O movimento apaeano no Rio Grande do Sul vive um momento de inflexão. Em 2026, 65% das Apaes do estado são presididas por novas lideranças, todas voluntárias, que assumem a gestão em um cenário de demandas crescentes por serviços de educação, saúde e assistência social.
Atualmente, 136 das 206 entidades estão sob nova direção, muitas delas conduzidas por pais e mães que transformaram suas experiências pessoais em compromisso público. Essa renovação não é apenas administrativa, mas também revela uma mudança geracional e cultural dentro da rede.
O Encontro de Presidentes das Apaes do RS, promovido pela Feapaes-RS, ocorreu no último sábado (21) no auditório do Prédio 50 da PUCRS, em Porto Alegre. O evento reuniu dirigentes de todas as regiões do estado para um dia de formação e alinhamento estratégico. A data foi simbólica, marcando os 33 anos da Federação e coincidente com o Dia Internacional da Síndrome de Down, reforçando o compromisso do movimento com a inclusão e a defesa de direitos.
Protagonismo feminino e novas perspectivas de gestão
Entre os novos presidentes eleitos para o triênio, 118 são mulheres, refletindo uma mudança significativa no perfil das lideranças. As Apaes, historicamente sustentadas por redes de cuidado majoritariamente femininas, agora veem esse protagonismo também na tomada de decisão.
Marco Antonio Moresco, presidente da Feapaes-RS, destacou que essa renovação representa um impulso importante com novas ideias e ânimo. Segundo ele, aqueles que são pais e mães têm sonhos para seus filhos e desejam que eles tenham oportunidades.
Esse sentimento resume o caráter do movimento, onde gestão e afeto caminham lado a lado.
Uma rede que sustenta milhares de atendimentos
A dimensão social das Apaes no estado é expressiva. Atualmente, cerca de 5 mil alunos são atendidos na educação até o 5º ano. Na assistência social, são 30 mil atendimentos mensais, enquanto a área da saúde ultrapassa 60 mil atendimentos por mês.
Esses números representam na prática famílias que dependem da continuidade e qualidade dos serviços. A mudança nas lideranças é, portanto, um ponto de inflexão para milhares de pessoas que contam com o apoio dessas instituições.

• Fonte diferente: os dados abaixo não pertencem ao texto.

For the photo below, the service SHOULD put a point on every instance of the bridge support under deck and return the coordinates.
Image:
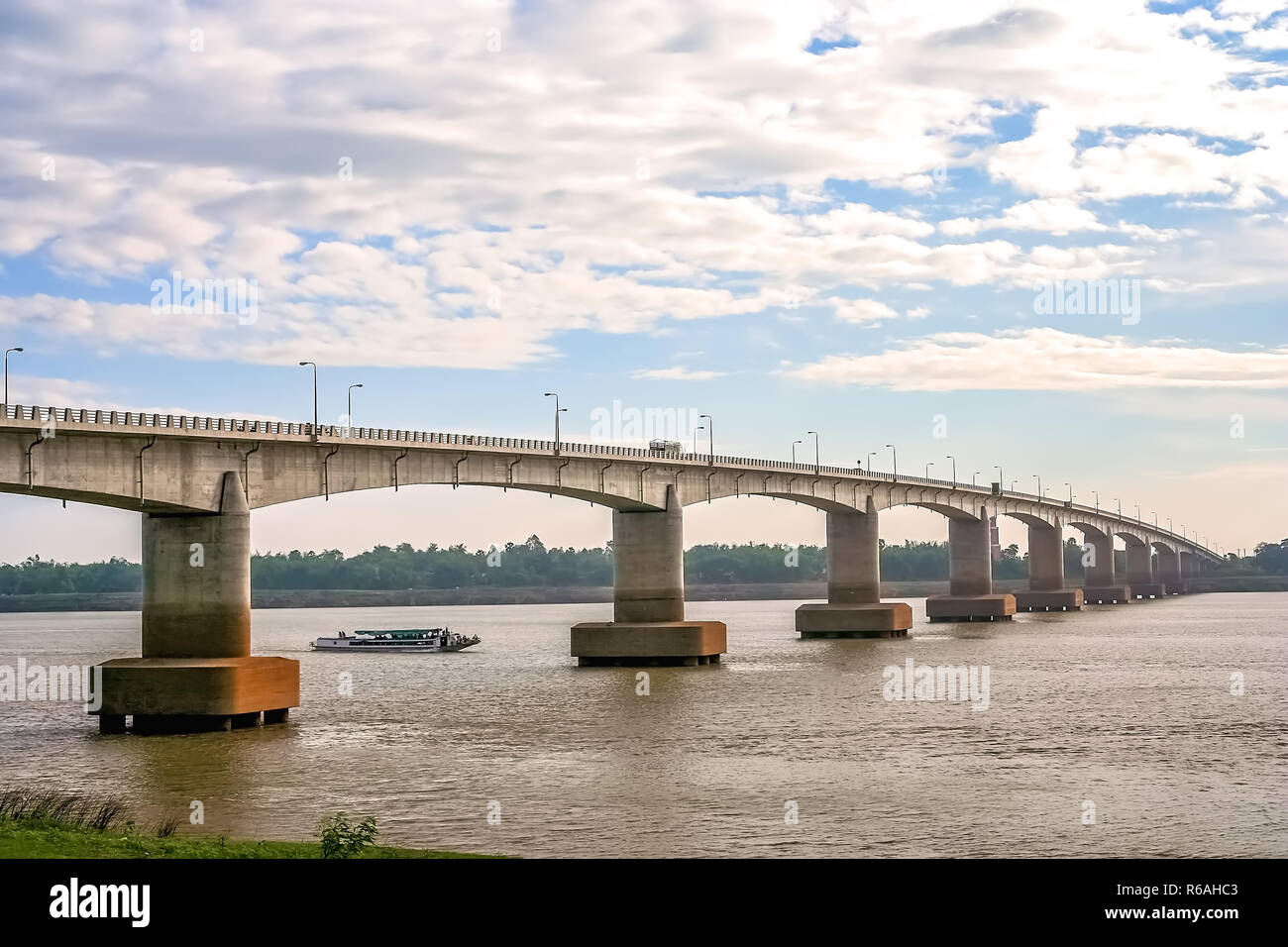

Formação, desafios e o futuro do movimento
A programação do encontro incluiu palestras, painéis e debates sobre gestão, legislação e as três áreas de atuação das Apaes. Um dos momentos mais marcantes foi a palestra sobre o histórico e desafios do movimento apaeano, que destacou o espírito do voluntariado que move essa causa.
“Chegamos pela dor, mas ficamos pelo amor”, foi uma das frases que ecoou entre os participantes, especialmente entre os recém-eleitos, que agora assumem a responsabilidade de conduzir instituições que são referência em atendimento especializado em muitos municípios.
Histórias que revelam a essência do voluntariado
A trajetória de Noemi Radtke, 68 anos, presidente da Apae de São Lourenço do Sul, destaca-se entre os novos dirigentes. Voluntária de longa data, ela lidera uma instituição que atende 106 pessoas, de seis meses a 76 anos, evidenciando a força do voluntariado que impacta vidas.
O voluntariado, quando vivido de forma intensa, transforma-se em uma dedicação que perdura por toda a vida, como afirmou Noemi, sintetizando a motivação que move muitos envolvidos no movimento.
Sustentabilidade e parcerias estratégicas
O encontro também enfatizou a relevância das parcerias institucionais, como o apoio de diversas organizações e recursos de emendas parlamentares. Em um cenário de demandas crescentes e orçamento limitado, essas alianças são cruciais para garantir a continuidade e a expansão dos serviços prestados pelas Apaes.